Annual budget statement is a plan through which the government announces all its fiscal policies, the policy to tax and the spending. It is an economic as well as political document through which a government led by political parties tries to intervene the national economy through its fiscal policy in order to accomplish certain pre-determined socio-economic objectives of the nation. Fiscal policies are also used as instruments to stabilise various economic fluctuations that appear periodically. As fiscal policies directly affect the economic life of individuals and businesses, it is keenly observed and analysed by the people belonging to different sections of the society to make judgments towards the government and the ruling parties.
As per the constitutional provision, Finance Minister Dr. Prakash Saran Mahat announced the annual budget of Rs. 1751.31 billion for the fiscal year 2023/24 in a joint session of the parliament on Monday. The size of the budget is lower than the one introduced by then finance minister Janardan Sharma a year ago for current fiscal year 2022/23. The new budget aims to mobilise Rs. 1248.6 billion in revenue from internal sources and remaining resource of Rs. 452.75 has been proposed to manage from foreign grants and internal and external borrowings.
Unveiling the budget, Dr. Mahat said that the budget has focused on maintaining prosperity by building digital and green economy through the best use of resources. He further said that the budget has come to address the suggestions of the private sector and meet public expectations in order to instill hope in them. The budget has proposed to achieve the growth rate of 6 per cent by containing the inflation rate at 6.5 per cent in the next fiscal year.
At a time when the government is facing problems of low revenue mobilisation and low capital expenditure tendencies, the Finance Minister has introduced a down-sized budget lowering the proportion of capital expenditure on it. Moreover, various austerity measures have been proposed to overcome this problem of under-mobilisation of the government revenue. Such measures also aim at cutting the government expenses and making tax policy reforms to increase revenue mobilization. Similarly, in improving the expenditure capacity of the government mostly in regard to capital expenditure, the budget has been allocated to the projects in which preliminary works have already been completed. For this, the government has proposed several policy reforms in the budget.
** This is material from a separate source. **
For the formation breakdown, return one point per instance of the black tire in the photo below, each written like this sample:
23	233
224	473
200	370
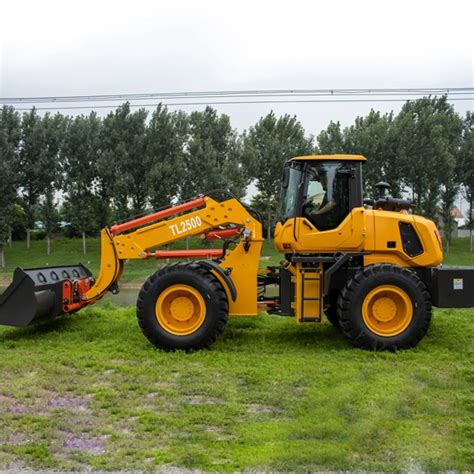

Through the budget statement, the government has proposed programmes to boost the confidence of the private sector through various tax and non-tax policies. It aims to promote domestic production by encouraging youth entrepreneurs and private investments in different sectors of the national economy. Through the budget, the government has also made attempts to stabilise real estate and capital market transactions.
In nutshell, the budget introduced by the coalition government at a time when the economy and the government itself are facing a resource crunch has made significant attempts from the ground reality to address the problems and achieve goals of development and prosperity. But the only concern that remains is about its execution from the existing traditional administrative system.